Hence, $m,n$ can be anything.
Basically, the $\mathbb{Z}$-module $\mathbb{Z}[x,y]$ is generated by all monomials with coefficient 1, ie, $1, x, y, x^2, y^2, xy, x^3, y^3, x^2y, xy^2,\ldots$. The relation $x^2 - y^n$ just allows you to replace any $x^k$ you see with $x^{k-2}y^n$ (for $k\ge 2$).
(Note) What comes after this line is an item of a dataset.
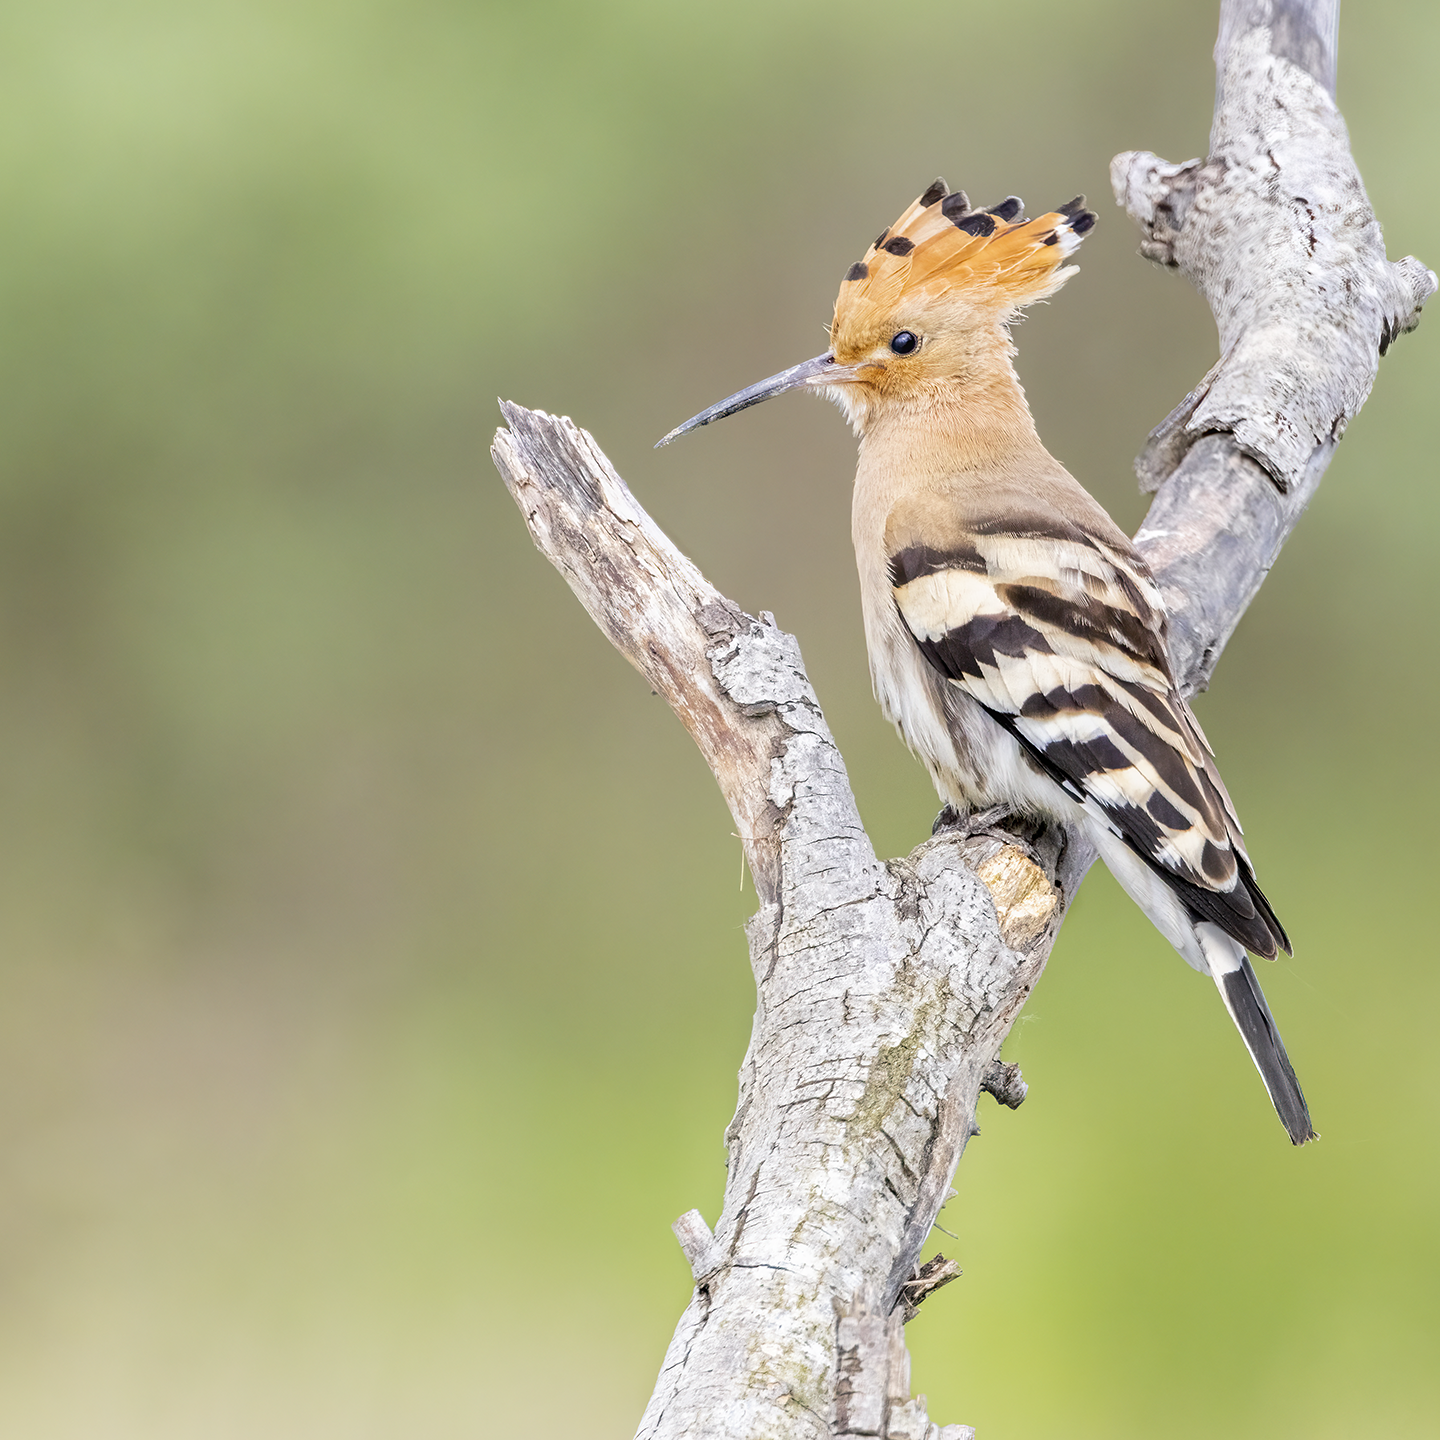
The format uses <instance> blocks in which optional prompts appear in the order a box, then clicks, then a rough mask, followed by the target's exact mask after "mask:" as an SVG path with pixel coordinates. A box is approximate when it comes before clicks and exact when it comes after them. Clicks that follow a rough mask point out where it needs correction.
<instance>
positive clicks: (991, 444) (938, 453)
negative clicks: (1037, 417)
mask: <svg viewBox="0 0 1440 1440" xmlns="http://www.w3.org/2000/svg"><path fill="white" fill-rule="evenodd" d="M1031 451H1034V452H1035V454H1037V455H1040V454H1044V446H1043V445H1041V444H1040V436H1038V435H1037V433H1035V422H1034V420H1032V419H1031V415H1030V406H1028V405H1027V403H1025V392H1024V390H1022V389H1021V384H1020V377H1018V376H1017V374H1015V369H1014V366H1012V364H1011V361H1009V356H1008V354H1004V353H999V354H989V356H985V357H984V363H978V364H976V366H975V367H973V369H972V370H969V372H966V373H963V374H958V376H948V377H945V379H943V380H935V382H932V383H930V384H929V386H924V387H923V389H917V390H916V392H913V393H912V395H906V396H900V397H894V399H888V397H887V399H886V400H884V402H883V403H877V405H874V406H873V408H871V410H870V413H868V415H867V416H865V419H864V425H863V428H861V431H860V456H861V468H863V469H864V468H868V467H867V462H868V464H876V462H878V464H881V465H886V464H890V462H903V464H904V467H906V469H907V471H909V472H910V474H912V475H914V477H916V478H919V475H917V471H940V472H945V474H949V475H959V474H963V472H968V471H976V469H979V471H984V469H988V468H991V467H994V465H996V464H1007V462H1011V461H1014V459H1015V458H1018V456H1021V455H1024V454H1027V452H1031Z"/></svg>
However, in both cases you still end up having countably infinitely many generators (and hence countably infinite rank), and since a free abelian group is determined up to isomorphism by its rank, they're isomorphic.
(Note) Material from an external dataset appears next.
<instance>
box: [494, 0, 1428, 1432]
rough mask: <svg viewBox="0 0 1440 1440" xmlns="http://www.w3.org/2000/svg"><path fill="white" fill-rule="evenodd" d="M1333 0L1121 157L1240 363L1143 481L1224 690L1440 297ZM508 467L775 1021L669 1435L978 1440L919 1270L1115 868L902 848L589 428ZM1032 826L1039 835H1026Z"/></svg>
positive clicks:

If you're talking about ring isomorphisms, then Potato is right - if $n\ne m$, then the two rings are not isomorphic.
Let $R_n = \mathbb{Z}[x,y]/(x^2 - y^n)$.
As to why they're not isomorphic as rings, this seems to me to be a rather deep question, and I feel like the best explanation is through algebraic geometry. Essentially, the polynomial $x^2 - y^n$ defines a curve $C_n$ in the plane (namely the set of points (a,b) where $a^2 - b^n = 0$). These curves $C_n$ are birationally defined by their function fields, which in this case is just the quotient field of your ring $R_n$. If the rings $R_n,R_m$ are isomorphic, then their quotient fields must be isomorphic as well, and so the curves $C_n,C_m$ they define must be birationally equivalent. However, it can be computed via the Riemann-Hurwitz formula on the coordinate function $y$, viewed as a function from your curve to $\mathbb{P}^1$ that the curve associated to $R_n$ has geometric genus $(n-1)(n-2)/2$ (as long as $n\ge 1$, see exercise 2.7 in Silverman's book "The Arithmetic of Elliptic Curves"), which being a birational invariant, tells you that the function fields for your curves $C_n,C_m$ are not isomorphic for $n\ne m$, and hence $R_n, R_m$ could not be isomorphic either.
Finally it's easy to see that $R_0$ is not isomorphic to $R_n$ for any $n\ge 1$ since $R_0$ has nilpotent elements, and $R_n$ for $n\ge 1$ does not.
I can think of some other proof ideas, but essentially they all rely on some form of algebraic geometry. Many of these ideas I could phrase purely ring-theoretically, but it would seem complicated and completely unmotivated without explaining the connection to geometry.